Saturday, November 28, 2015

Thinking Christmas often means thinking decorations

Hello, everyone.

We got the tree boxes out yesterday. (Sorry, gang, we went with fake trees a few years back. Even if they don't smell wonderful.) And all the boxes of decorations and lights.

Somewhere in the midst of all this Thanksgiving, Christmas, decorating mood I trolled around on Pinterest and found a really cute instruction that was supposed to be for earrings. Well, if you have a long neck, and/or if you're wearing your hair up to show them off! The smaller bead size recommended is already 2" (5 cm) long, which is pretty showy. If you go the next bead size up, the lady says, you're looking at 3". The link is to a Youtube video by the amazingly relaxed sounding Miss Gina. Who gives very clear instructions.

Ornament in progress

I am using Fire Mountain Gems 4mm bicones, from the stash.
I'm only about half of the way through with this cute little dangle--intended for the Christmas tree--and I've already learned some things.

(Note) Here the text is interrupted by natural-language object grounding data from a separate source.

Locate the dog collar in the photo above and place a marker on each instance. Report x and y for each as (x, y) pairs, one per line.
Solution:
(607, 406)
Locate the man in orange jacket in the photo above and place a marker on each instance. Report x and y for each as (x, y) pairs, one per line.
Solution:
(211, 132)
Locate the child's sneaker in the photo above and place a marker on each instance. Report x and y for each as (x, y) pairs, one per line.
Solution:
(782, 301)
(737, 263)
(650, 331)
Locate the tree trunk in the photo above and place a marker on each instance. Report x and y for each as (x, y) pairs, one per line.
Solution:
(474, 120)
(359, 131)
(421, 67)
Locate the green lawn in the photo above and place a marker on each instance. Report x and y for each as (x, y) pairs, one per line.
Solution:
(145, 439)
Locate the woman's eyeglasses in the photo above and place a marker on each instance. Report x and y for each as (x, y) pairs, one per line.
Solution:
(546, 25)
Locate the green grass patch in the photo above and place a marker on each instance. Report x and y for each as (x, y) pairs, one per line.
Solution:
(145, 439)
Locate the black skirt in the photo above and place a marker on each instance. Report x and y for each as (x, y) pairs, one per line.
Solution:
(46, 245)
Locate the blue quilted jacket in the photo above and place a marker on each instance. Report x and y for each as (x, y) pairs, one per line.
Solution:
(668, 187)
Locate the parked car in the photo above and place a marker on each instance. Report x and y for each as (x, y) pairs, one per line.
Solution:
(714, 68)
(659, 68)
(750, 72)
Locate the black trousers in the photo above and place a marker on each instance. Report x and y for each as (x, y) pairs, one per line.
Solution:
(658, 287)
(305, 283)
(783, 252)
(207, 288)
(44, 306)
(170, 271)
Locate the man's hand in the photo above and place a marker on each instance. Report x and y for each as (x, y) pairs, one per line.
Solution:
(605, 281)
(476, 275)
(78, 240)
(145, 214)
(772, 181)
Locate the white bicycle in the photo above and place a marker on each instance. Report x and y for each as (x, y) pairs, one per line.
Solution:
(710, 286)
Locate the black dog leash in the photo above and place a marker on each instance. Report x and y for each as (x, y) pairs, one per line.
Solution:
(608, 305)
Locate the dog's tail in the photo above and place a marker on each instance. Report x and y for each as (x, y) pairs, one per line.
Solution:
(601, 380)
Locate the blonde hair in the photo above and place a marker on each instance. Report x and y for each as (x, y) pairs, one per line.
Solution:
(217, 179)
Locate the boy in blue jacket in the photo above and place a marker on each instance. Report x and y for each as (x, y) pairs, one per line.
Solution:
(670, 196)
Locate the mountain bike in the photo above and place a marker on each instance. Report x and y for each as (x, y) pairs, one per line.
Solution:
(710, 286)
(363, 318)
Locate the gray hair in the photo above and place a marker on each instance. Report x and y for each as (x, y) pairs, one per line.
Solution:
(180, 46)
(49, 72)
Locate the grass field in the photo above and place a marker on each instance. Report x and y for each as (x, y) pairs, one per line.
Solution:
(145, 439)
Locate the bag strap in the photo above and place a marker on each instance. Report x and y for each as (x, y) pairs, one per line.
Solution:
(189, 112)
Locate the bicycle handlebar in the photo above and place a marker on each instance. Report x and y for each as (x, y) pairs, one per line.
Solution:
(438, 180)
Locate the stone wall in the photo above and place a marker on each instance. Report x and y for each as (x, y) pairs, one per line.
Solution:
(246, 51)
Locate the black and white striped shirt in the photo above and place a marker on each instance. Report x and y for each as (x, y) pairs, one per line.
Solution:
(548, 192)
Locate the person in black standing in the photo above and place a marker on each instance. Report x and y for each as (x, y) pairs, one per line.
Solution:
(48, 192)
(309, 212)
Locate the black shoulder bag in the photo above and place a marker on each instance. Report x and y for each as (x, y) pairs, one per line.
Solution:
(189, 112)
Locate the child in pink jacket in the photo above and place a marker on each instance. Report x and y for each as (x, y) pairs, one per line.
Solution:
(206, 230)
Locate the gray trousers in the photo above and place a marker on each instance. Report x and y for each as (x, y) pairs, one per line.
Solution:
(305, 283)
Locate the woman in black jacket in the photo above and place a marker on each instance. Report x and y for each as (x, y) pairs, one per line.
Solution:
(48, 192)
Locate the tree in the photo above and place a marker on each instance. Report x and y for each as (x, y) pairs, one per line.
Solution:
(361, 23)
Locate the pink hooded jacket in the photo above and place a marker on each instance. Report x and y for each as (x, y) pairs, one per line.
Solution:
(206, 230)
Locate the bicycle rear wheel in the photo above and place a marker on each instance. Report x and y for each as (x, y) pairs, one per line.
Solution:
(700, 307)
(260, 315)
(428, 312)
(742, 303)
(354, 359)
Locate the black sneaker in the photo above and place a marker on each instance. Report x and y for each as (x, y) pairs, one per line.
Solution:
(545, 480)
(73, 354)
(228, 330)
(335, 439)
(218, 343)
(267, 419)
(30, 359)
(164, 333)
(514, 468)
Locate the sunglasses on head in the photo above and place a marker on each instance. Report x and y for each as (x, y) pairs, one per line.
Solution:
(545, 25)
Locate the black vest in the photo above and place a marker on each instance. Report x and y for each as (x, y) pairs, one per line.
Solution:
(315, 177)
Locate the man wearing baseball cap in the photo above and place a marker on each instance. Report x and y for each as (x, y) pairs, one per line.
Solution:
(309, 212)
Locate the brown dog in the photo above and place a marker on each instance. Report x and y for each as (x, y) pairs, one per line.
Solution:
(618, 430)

Miss Gina doesn't follow the standard Right Angle Weave thread path, as I had expected at the start of her video. When I broke a bead on the fourth or fifth pass through it, I learned why. If you follow her thread path there is one less strand going through the middle of various connecting beads, and thus less use of the pliers to pull the needle through, and less risk of breaking a bead in the previous row. With all the unthreading that creates! So I adopted her thread path.

I also dug out my handy-dandy little container of Thread Heaven. I am using 10 pound Fireline thread, and it seems like the thread itself is creating friction inside the bead and causing some of the binding, even before the thickness comes into play. So a quick run across the surface of the Thread Heaven is being tried. It will make the thread a little slicker and less likely to hang on the previous strands.

One of the things I like best about doing crafts projects is that, as long as you are trying to to a well-crafted piece and try new techniques, you are constantly learning new things about the materials, the patterns, the techniques, and sometimes even yourself.

Thank you, Miss Gina, for putting up your lovely video on making sparkly diamonds.